1. günümüz türkiye'sinde içinde bulunan sınıf kinini çoğu zaman yenilgiciliğe evrilten sosyalistler. günümüzde çoğu sosyalist de kendini sosyalistten önce birçok kavramla tanımlamaya çalıştığından neyin nerede durduğunu kestirmek kolay değil.

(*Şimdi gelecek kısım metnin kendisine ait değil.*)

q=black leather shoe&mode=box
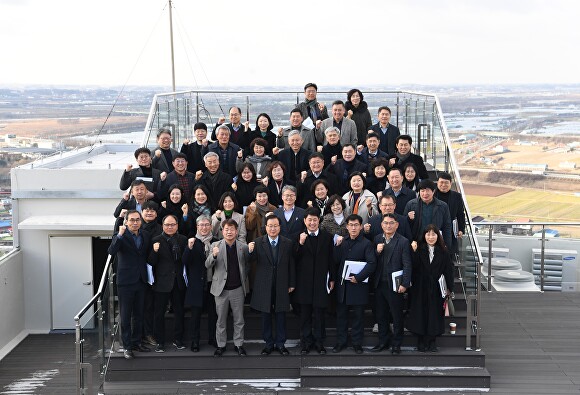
[131,344,151,352]
[234,346,248,357]
[262,346,273,355]
[276,346,290,355]
[371,343,389,352]
[332,344,346,354]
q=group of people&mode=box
[109,83,465,359]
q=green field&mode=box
[467,189,580,222]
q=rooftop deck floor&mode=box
[0,292,580,395]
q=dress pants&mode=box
[375,281,404,346]
[262,311,286,347]
[117,281,145,350]
[336,302,365,346]
[300,304,326,346]
[215,286,244,347]
[153,280,185,346]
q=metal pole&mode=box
[169,0,176,92]
[487,225,493,292]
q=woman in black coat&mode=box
[344,89,373,145]
[406,224,453,352]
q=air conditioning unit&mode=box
[532,248,580,292]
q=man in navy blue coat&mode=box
[371,214,412,354]
[109,210,151,359]
[332,214,376,354]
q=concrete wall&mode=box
[0,250,26,360]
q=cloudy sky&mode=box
[0,0,580,87]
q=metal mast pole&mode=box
[169,0,175,92]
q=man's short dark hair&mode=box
[308,152,324,162]
[304,82,318,92]
[345,214,362,225]
[366,132,381,141]
[222,218,238,229]
[395,134,413,145]
[135,147,151,159]
[290,107,302,116]
[417,180,436,191]
[304,207,320,218]
[141,200,159,211]
[264,214,281,225]
[171,152,187,162]
[157,126,171,138]
[437,171,453,182]
[228,106,242,115]
[129,179,145,191]
[377,106,392,114]
[383,213,399,222]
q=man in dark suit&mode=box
[152,127,178,173]
[296,152,338,208]
[119,147,161,199]
[332,214,376,354]
[274,185,304,242]
[363,194,413,241]
[205,218,250,357]
[326,144,368,196]
[180,122,208,174]
[203,125,243,178]
[383,167,417,215]
[148,214,187,352]
[157,153,195,202]
[248,215,296,355]
[435,172,465,253]
[108,210,151,359]
[371,106,401,159]
[277,130,312,184]
[211,106,251,150]
[294,207,336,355]
[195,152,232,210]
[371,214,411,354]
[389,134,429,180]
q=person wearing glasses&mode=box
[371,213,412,355]
[108,210,151,359]
[248,215,296,355]
[148,214,187,353]
[151,127,179,173]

    geçtiğimiz günlerde hayatını kaybeden (bir iddiaya göre hayatına son veren) şöyle diyor; "Solcular, güçlü, iyi ve başarılı imajına sahip her şeyden nefret etme eğilimine sahiptirler. Amerika’dan nefret ederler, Batı medeniyetinden nefret ederler, beyaz erkeklerden nefret ederler, rasyonaliteden nefret ederler. Solcuların, Batı ve benzerlerinden nefret etmelerinin sebebi olarak gösterdikleri şeylerin gerçek motivasyonları ile bağdaşmadığı açıktır. Batıdan, savaşçı, emperyalist, cinsiyetçi, ırkçı ve benzeri özelliklere sahip olduğu için nefret ettiklerini söylerler; fakat aynı özellikler sosyalist ülkelerde ya da ilkel kültürlerde ortaya çıktığında, solcular bunlara bahaneler bulurlar ya da en iyi ihtimalle bunların varlığını gönülsüz bir şekilde kabul ederler. Fakat bu kusurlar Batı medeniyetinde görüldüğünde, büyük bir şevkle (ve genellikle abartarak) bunlardan bahsederler. Dolayısı ile bu özellikler, solcuların Amerika ve Batı’dan nefret etmelerindeki asıl sebepler değildirler. Amerika ve Batı’dan, güçlü ve başarılı oldukları için nefret ederler."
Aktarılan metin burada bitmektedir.